Into the Mystic: The Light that Shines
“This advent, do not fear the dark because the light is coming. How will Christ’s light shine on you this Holiday season and into the new year?”
We have entered my favorite time of year on the liturgical calendar: Advent.
In this season, we prepare our hearts for the coming of the light into the world.
I remember once, while serving Zion United Church of Christ in Mayview MO, my wife was visited by a couple of Jehovah’s Witnesses. It was in the days before Christmas and our house was fully decorated.
Mimi invited them in and offered them some of the Christmas cookies she had baked. She always welcomed visiting evangelists in, using the time with them to carry on conversation about our respective faiths. It was less an argument than a deep conversation about the differences between us and the need to respect each other in spite of them.
On this occasion, the Witnesses tried to convince Mimi that Christmas was not a legitimate holiday for Christians to celebrate. The Bible didn’t tell us anything about when Jesus was born, and Dec. 25th was actually an adaptation, they argued, of an old pagan ritual. Believing they were sharing some new information with her that would convince her to stop practicing pagan religions, they were surprised to hear her say she knew that.
“Oh yes,” she said. “Saturnalia, the celebration of the lengthening of the days. Because we really don’t know what time of year Jesus was born, and we had to pick something, what better time of year to do that than when we celebrate the return of the light.”
They thought about it for a second, and told her that – you know what – maybe they would share a cookie or two with her.
I could tell more stories about conversations Mimi had over the years in that living room with others about her beliefs and theirs – but that would be a digression. This story is about the return of light.
Here is the Christmas story according to the Gospel of John:
In the beginning was the word, and the word was with God, and the word was God. He was in the beginning with God; all things were made through him, and without him was not anything that was made. In him was life, and the life was the light of all. The light shines in the darkness, and the darkness has not overcome it.

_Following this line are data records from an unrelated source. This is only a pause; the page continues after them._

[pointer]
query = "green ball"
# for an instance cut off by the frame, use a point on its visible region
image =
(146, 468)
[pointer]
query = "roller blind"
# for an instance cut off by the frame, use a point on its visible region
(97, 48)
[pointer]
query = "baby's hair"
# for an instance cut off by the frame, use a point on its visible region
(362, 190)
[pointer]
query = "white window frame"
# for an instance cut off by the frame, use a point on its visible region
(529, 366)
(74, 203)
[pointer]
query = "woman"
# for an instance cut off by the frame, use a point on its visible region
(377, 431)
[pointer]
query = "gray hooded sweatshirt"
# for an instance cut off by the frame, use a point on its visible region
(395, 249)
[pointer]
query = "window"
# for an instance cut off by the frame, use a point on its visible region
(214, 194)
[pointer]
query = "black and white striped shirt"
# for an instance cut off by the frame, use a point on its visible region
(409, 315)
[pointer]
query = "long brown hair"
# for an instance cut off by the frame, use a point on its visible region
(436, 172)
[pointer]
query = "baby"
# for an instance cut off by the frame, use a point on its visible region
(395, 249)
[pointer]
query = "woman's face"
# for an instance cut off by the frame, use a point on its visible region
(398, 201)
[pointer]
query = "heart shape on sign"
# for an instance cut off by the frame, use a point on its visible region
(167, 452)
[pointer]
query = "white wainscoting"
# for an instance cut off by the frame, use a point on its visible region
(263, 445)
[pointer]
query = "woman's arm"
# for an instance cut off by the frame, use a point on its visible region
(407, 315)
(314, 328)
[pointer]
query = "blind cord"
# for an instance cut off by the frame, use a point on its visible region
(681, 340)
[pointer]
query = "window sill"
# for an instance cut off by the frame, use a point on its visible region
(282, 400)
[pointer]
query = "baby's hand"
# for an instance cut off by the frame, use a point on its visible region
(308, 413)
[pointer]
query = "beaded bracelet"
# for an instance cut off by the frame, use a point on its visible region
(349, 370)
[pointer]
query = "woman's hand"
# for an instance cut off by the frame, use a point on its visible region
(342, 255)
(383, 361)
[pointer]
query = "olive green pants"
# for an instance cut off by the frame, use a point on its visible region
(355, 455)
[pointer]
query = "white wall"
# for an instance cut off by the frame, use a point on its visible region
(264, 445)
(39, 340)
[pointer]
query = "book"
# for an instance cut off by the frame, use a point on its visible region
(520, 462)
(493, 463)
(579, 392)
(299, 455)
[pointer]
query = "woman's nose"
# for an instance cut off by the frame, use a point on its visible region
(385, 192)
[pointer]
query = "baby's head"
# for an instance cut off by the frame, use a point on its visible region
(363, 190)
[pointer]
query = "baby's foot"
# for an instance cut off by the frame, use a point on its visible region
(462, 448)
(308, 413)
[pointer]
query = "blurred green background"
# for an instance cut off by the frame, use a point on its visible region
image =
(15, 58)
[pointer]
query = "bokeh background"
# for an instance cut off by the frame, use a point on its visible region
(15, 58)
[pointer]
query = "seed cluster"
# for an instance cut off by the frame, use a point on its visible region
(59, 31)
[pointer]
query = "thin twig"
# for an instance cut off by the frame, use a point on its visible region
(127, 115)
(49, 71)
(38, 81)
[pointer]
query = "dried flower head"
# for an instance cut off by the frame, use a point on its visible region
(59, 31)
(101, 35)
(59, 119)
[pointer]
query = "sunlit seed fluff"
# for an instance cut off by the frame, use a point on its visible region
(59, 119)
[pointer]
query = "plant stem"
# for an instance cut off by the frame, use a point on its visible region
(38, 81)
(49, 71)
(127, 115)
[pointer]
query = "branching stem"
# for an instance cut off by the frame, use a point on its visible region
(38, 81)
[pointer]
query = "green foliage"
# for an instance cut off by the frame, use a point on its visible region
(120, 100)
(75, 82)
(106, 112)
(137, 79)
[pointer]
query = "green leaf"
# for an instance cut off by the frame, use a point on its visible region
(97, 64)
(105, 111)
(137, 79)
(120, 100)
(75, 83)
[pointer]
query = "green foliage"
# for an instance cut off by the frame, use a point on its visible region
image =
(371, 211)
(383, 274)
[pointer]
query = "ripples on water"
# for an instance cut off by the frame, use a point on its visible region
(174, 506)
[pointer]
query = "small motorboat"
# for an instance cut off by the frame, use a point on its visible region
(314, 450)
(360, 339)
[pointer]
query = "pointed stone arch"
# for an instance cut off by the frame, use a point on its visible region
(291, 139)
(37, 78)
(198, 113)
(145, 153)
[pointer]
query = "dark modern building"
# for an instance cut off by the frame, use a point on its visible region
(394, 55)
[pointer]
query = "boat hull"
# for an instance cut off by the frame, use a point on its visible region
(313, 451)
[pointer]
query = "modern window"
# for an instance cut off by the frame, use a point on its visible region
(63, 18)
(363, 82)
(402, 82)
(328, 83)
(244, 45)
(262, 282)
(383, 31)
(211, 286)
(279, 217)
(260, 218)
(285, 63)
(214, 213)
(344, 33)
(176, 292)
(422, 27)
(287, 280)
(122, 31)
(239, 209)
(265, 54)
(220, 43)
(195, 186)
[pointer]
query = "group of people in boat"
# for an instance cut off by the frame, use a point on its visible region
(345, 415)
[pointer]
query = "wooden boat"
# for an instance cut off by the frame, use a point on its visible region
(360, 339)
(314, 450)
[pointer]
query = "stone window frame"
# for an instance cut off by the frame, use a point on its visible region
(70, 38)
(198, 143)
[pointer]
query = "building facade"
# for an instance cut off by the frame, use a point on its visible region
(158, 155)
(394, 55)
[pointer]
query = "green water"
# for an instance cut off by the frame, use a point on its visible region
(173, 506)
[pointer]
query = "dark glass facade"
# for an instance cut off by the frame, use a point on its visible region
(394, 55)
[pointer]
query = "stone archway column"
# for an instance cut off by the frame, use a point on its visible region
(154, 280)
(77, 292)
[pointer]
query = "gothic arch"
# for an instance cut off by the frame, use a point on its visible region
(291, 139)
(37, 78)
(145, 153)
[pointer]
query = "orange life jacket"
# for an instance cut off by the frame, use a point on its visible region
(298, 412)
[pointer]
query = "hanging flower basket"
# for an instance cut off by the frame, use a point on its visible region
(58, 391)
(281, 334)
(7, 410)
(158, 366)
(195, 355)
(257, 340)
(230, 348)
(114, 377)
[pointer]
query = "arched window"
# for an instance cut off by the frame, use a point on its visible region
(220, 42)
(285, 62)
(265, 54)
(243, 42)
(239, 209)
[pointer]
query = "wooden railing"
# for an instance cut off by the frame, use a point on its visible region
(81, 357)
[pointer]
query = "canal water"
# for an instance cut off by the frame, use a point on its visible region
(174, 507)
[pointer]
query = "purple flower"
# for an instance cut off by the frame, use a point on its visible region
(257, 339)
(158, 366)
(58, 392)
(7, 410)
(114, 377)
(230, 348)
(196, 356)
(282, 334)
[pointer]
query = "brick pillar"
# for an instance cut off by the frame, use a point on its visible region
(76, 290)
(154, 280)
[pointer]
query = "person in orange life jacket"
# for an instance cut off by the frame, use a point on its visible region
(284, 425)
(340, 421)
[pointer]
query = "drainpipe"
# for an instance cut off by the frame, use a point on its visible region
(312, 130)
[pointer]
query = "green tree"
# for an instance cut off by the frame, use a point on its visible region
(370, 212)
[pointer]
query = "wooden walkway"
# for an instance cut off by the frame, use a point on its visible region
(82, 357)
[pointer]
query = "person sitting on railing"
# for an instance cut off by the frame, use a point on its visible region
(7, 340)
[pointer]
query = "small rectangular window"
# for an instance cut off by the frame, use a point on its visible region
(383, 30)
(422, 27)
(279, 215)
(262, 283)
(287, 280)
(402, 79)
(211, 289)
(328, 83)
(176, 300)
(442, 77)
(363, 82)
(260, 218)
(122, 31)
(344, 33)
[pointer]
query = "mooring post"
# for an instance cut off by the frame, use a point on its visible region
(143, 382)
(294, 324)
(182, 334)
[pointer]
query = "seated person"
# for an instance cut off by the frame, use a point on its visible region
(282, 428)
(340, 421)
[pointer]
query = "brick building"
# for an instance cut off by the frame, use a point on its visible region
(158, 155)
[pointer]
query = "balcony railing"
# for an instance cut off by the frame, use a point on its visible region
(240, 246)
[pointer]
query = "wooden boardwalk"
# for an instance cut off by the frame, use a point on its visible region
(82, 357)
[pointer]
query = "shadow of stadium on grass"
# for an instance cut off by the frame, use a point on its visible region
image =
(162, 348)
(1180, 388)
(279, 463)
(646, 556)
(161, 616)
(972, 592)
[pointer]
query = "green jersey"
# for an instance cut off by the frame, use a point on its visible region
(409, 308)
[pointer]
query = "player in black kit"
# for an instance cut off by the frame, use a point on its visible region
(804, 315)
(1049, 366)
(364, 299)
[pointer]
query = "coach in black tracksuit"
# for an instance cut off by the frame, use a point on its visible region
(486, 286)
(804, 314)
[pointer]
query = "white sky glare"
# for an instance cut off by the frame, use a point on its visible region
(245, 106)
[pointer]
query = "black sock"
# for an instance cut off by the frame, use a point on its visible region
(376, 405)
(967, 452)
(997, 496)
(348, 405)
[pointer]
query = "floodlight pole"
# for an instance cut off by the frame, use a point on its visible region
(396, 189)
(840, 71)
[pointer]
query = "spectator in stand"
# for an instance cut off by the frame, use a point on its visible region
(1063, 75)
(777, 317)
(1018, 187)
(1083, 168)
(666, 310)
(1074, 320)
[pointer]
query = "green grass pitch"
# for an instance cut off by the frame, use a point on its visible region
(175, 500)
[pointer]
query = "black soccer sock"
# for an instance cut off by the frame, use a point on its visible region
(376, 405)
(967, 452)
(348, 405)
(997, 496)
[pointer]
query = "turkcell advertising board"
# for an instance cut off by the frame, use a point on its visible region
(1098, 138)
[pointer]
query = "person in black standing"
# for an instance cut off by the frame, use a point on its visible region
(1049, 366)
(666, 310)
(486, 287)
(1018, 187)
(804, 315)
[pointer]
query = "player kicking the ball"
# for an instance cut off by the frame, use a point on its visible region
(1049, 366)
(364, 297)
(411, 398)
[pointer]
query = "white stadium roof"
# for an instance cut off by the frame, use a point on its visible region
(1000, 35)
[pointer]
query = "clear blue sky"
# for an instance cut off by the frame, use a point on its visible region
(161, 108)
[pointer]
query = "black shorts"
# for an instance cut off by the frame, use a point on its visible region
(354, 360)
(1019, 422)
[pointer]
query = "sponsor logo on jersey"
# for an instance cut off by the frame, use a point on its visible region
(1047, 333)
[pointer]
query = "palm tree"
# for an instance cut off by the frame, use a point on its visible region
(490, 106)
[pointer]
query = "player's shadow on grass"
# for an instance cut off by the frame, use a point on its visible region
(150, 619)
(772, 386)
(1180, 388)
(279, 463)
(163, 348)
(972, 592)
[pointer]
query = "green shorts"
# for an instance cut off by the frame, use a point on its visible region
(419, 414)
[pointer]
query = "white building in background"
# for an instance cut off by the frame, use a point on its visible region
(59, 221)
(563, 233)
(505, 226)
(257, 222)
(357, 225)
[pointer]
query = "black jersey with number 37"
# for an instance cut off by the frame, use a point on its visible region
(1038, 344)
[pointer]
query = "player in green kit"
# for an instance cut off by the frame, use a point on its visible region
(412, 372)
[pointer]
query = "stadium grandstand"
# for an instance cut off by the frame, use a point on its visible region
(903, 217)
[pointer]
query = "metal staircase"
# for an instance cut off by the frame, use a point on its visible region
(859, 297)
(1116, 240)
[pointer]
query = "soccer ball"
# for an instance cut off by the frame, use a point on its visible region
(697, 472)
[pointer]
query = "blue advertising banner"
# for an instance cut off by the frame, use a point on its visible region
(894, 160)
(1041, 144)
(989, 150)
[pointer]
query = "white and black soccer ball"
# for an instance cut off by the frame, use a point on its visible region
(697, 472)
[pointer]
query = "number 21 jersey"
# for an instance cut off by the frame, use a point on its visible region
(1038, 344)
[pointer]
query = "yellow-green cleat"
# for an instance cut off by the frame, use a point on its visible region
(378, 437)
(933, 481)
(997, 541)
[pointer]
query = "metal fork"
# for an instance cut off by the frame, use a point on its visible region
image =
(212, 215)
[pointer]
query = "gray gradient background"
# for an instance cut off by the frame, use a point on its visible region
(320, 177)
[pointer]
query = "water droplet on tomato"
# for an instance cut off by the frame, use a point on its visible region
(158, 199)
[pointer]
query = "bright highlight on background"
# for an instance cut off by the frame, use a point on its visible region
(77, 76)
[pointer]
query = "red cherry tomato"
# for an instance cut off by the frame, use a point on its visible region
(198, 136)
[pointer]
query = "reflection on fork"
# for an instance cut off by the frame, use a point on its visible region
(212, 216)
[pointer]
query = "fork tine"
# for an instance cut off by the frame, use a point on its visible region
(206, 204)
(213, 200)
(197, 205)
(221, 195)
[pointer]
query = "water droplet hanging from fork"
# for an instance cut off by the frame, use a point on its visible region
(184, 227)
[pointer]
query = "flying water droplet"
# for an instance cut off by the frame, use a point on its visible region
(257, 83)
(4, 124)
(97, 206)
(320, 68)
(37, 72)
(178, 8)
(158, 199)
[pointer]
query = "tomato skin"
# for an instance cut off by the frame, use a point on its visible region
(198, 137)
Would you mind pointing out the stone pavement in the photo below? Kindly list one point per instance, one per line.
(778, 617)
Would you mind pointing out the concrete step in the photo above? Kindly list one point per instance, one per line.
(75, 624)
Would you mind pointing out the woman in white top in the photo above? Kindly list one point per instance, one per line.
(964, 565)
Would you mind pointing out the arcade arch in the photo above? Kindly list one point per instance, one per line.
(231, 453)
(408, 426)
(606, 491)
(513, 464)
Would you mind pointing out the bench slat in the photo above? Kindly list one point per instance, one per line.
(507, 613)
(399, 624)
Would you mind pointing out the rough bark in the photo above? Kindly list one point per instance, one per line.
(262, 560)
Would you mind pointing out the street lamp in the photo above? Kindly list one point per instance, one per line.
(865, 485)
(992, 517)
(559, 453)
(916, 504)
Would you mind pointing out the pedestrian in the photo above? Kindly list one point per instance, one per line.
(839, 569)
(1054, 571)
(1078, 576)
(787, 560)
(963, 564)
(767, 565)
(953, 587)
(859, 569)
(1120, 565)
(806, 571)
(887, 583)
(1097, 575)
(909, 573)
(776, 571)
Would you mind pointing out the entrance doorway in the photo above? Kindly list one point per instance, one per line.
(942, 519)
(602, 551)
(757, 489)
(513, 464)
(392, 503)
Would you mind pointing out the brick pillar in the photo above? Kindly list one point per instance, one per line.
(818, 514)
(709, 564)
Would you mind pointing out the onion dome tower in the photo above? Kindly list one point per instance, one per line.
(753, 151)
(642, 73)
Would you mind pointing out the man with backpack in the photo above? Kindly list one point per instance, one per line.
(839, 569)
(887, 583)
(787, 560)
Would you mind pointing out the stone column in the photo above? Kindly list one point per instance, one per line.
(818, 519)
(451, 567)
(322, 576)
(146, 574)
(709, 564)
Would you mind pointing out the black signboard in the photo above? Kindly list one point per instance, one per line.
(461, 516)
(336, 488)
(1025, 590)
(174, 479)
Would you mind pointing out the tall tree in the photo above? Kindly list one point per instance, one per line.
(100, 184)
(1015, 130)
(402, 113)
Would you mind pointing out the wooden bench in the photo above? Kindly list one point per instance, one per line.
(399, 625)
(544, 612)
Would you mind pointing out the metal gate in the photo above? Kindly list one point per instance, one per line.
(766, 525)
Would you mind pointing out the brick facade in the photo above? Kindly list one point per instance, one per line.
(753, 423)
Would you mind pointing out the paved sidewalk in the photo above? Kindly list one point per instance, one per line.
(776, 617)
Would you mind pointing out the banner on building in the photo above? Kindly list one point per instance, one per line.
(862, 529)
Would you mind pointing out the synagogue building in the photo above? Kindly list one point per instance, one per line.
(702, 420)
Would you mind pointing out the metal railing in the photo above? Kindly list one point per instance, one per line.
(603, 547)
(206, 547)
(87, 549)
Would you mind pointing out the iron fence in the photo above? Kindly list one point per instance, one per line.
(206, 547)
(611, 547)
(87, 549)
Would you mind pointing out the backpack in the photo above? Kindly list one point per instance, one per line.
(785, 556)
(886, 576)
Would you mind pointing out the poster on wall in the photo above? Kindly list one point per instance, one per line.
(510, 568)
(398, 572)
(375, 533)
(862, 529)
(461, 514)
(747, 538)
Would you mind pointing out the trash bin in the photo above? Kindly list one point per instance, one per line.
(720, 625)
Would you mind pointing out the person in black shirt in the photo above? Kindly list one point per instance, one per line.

This theme is picked up later in John’s gospel when, in Chapter 8, Jesus says of himself:
I am the light of the world. Whoever follows me will not walk in darkness, but will have the light of life.
In the third verse of my favorite Advent hymn, we sing this:
O Come thou Day-Spring, come and cheer our spirits by thine advent here; disperse the gloomy clouds of night and death’s dark shadows put to flight.
We often walk through or are carried through what the Psalmist called the shadowed valleys. Life can come at us fast and hard and we are prone to metaphorical, spiritual, and emotional pain that often feels like an absence of light.
Into those shadowed valleys will come the light of Christ. It is a light that brings love. It is a love that heals. It is a healing that lasts.
This Advent, fear not the darkness that comes for the night. Wait with patience for the joy that cometh in the morning – the light of the rising sun. And may the lengthening of the day and the coming of the light bring you new joy for this, your Journey into the Mystic.